Posted By elaine on March 23, 2010

Skunk rabies cases are on the rise in Colorado.  Last year in El Paso County there were several cases in skunks, and the disease was also confirmed in a horse, mountain lion, and a fox with 41 confirmed cases statewide in 2009.  Already this year we have had 9 cases including 3 in El Paso County and for the first time in 20 years a case in Douglas County.  This is very concerning because skunk movement is very limited in the winter months, and when the weather gets warmer and the skunks start moving more, the numbers will surely rise.  While bat rabies is fairly common, skunk rabies is not, at least it wasn’t until the last few years when cases have steadily been on the rise and moving closer to Front Range urban areas, a problem the Colorado Department of Public Health and Safety says has “enormous health repercussions”    


That is why it is critical that all your pets need to be up to date on their vaccinations, and if you have livestock you should probably consider vaccinating them as well .apskunk


       In Pueblo they will be having low cost rabies vaccination clinics.  While it hasn’t been confirmed in Pueblo County, it is in neighboring counties, and will probably move across county lines.

Pueblo Animal Services will hold low cost pet vaccination clinics throughout the City and County starting in March through August this year. The first three clinics are planned for:

 MARCH 27th               Fire Station

                                    29912 U. S. 50 East         (near 29th Lane)

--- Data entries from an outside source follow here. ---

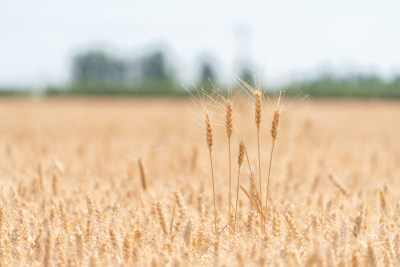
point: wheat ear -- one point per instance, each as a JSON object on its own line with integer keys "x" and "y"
{"x": 209, "y": 136}
{"x": 274, "y": 133}
{"x": 242, "y": 148}
{"x": 258, "y": 103}
{"x": 229, "y": 126}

                                    10:00 a.m. – 3:00 p.m. 


APRIL 24th                  Boone Fire Station

                                    Main Street

                                    Boone, CO

                                    10:00 a.m. – 3:00 p.m.


MAY 22nd                    Avondale Fire Department

                                    U.S. 50 East

                                    10:00 a.m. – 3:00 p.m.




     In most areas rabies shots are required in dogs.   If your pet is exposed to rabies, there is not a blood test for diagnosis.  Animals unvaccinated and exposed will require a costly six month quarantine if even available. If an animal bites another animal or a person and has not had shots you could be required to euthanize your pet for the necessary brain tissue sample needed to confirm whether or not your pet has rabies.